Later, when the incubation and gestation periods are included in the calculation, the non-diffusive delayed system (i.e., for \(k=0\)) exhibits unstable behaviour after crossing the critical value of the incubation delay \(\tau _1\) via the Hopf bifurcation (see Fig. 8a). Additionally, a stability switching of the non-diffusive delayed system is observed for the gestation delay \(\tau _2\) (see Fig. 8b). This may happen because when \(\tau _2\) falls within the unstable intervals, the prey’s population growth is not synchronised well with the predator’s consumption rate. However, when spatial effects are introduced, diffusion mitigates the system’s unstable behaviour for \(\tau _2\) (see Fig. 11b). In this case, spatial heterogeneity (diffusion) acts as a buffering mechanism. However, \(\tau _1\) has similar types of unstable behaviour for spatial systems also (see Fig. 11a). Also, both stationary and quasi-periodic patterns are observed for different values of single delay (i.e., when \(\tau _1>0\) for \(\tau _2=0\) and \(\tau _2>0\) for \(\tau _1=0\)). Due to the effect of incubation delay, for fixed \(\tau _1\), \(\tau _2\) shows stability switching behaviour again (see Fig. 13b). However, other than the length of the critical value, spatial heterogeneity (diffusion) or gestation delay does not change the system’s behaviour for \(\tau _1\) (as in Figs. 8a, 11a, 13a).

The ecological significance of the above findings may be stated as the incubation delay (\(\tau _1\)) and gestation delay (\(\tau _2\)) act as critical early warning indicators for population collapse or outbreak in eco-epidemic systems. Exceeding the critical threshold of \(\tau _1\) triggers a Hopf bifurcation, destabilizing the system, even in spatially heterogeneous environments. This makes \(\tau _1\) a robust predictor of instability, requiring close monitoring of population management. In contrast, \(\tau _2\) exhibits stability switching behaviour (alternating stable/unstable regimes) due to mismatched predator–prey dynamics, but spatial diffusion can buffer these instabilities, reducing collapse risks. However, when combined with fixed \(\tau _1\), \(\tau _2\) reintroduces instability, emphasizing the need to assess delays jointly.

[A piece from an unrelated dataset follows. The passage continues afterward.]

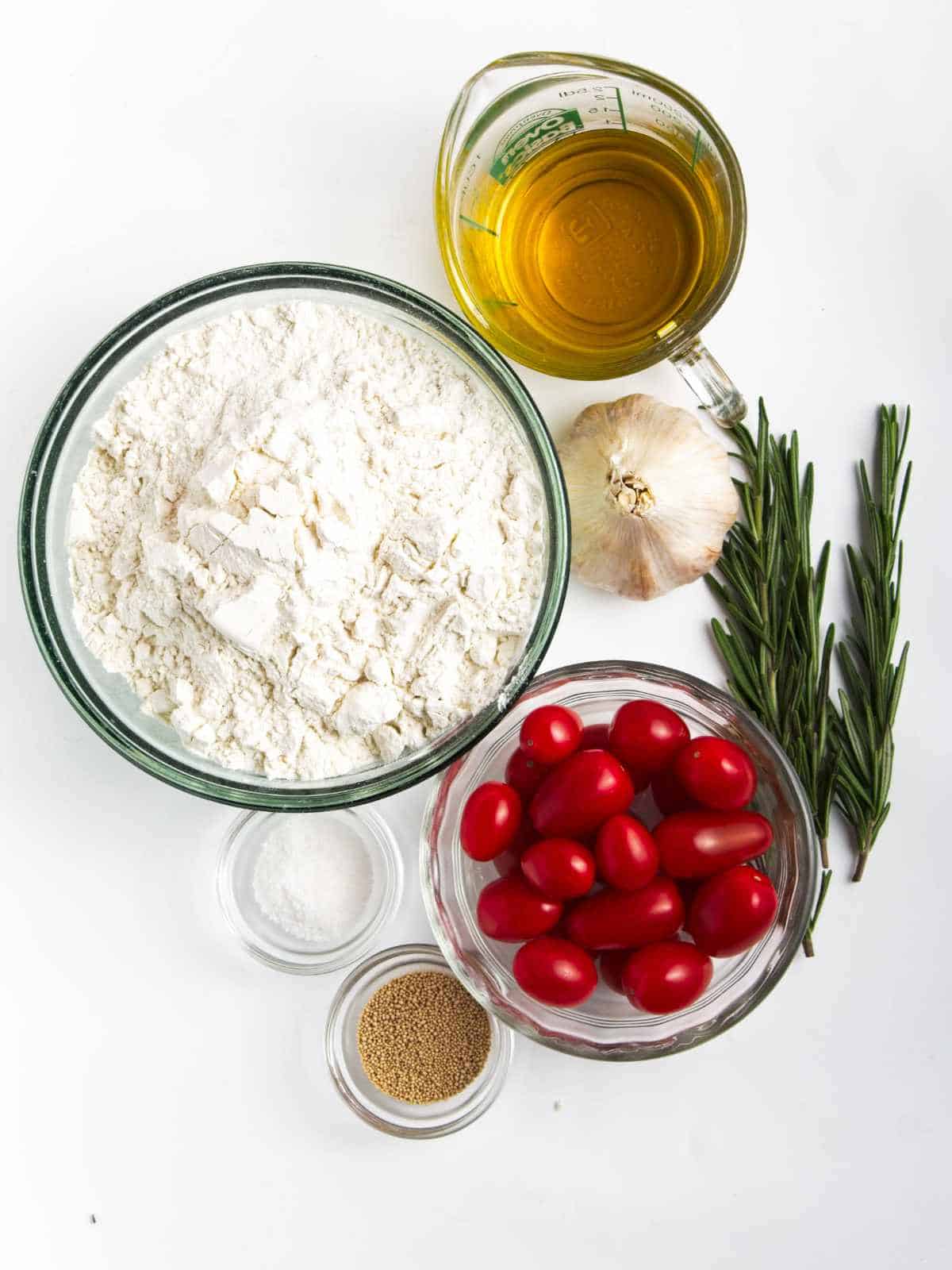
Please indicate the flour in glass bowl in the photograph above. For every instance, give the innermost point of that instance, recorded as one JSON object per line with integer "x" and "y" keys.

Now, some of the key findings of this study may be summarised as follows:

• Refuge behaviour of prey species may stabilized the system;

• Species movements may push the system towards the Turing instability and form different types of patterns in their habitat;

• Intraspecific competitions among the predators are able to change the structure of the ecosystem;

• The incubation delay has the potential to change the stability behaviour of both temporal and spatiotemporal system;

• Though the gestation delay of predators shows the stability switching for the temporal system, spatial heterogeneity mitigates it.

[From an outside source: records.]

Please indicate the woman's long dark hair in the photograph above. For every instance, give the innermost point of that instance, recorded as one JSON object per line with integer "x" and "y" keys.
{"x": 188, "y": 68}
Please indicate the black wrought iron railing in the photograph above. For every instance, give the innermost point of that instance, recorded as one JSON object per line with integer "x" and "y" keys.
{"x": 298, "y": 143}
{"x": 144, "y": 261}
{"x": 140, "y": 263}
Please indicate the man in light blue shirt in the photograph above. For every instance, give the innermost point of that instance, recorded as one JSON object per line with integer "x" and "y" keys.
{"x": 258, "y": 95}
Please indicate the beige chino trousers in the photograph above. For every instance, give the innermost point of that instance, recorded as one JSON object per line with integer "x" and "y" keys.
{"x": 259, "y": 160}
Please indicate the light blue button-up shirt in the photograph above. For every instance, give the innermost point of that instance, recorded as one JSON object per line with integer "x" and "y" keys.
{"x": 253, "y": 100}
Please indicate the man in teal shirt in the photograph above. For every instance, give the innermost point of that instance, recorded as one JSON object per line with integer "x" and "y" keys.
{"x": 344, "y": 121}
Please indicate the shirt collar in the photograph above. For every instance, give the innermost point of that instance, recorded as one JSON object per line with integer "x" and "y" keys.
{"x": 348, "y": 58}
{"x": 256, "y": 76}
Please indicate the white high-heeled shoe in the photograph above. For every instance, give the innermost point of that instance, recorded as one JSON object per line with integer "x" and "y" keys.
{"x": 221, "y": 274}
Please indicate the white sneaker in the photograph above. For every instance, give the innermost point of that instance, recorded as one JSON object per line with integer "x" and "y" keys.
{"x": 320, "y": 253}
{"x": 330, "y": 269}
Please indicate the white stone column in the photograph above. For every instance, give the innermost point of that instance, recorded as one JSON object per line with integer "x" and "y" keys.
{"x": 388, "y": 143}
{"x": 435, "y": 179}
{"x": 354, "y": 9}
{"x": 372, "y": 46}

Some of the management recommendations from this study may be summarised as: (a) it needs to design refuge habitats for prey (e.g., protected areas) to stabilise ecosystems and reduce predator-driven collapses; (b) it needs to implement disease surveillance and adaptive control (e.g., timed vaccinations, harvesting, culling) to account for incubation delays and reduce risks; (c) it needs to increase the habitat diversity to buffer against instability due to predator gestation delay.

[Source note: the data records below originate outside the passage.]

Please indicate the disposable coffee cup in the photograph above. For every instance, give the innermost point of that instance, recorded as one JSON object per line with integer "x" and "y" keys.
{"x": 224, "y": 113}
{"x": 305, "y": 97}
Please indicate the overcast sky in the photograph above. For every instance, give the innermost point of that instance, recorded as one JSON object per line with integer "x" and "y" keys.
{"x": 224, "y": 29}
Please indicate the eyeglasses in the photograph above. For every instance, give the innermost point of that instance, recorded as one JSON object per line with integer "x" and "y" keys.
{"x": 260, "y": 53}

This research demonstrates the spatial impacts of incubation and gestation periods on an eco-epidemic model that assumes the infection spreads solely within the prey population via local interactions. Some of the limitations of this study may be listed as follows: (a) this study neglects environmental fluctuation, (b) due to the inaccessibility of the real data, this study presents only qualitative results, and (c) this study does not consider the cross-diffusion. In future work, these limitations may be overcome. Additionally, this work may be extended in future by incorporating distributed delays, multiple predator species, seasonality, or non-local interaction.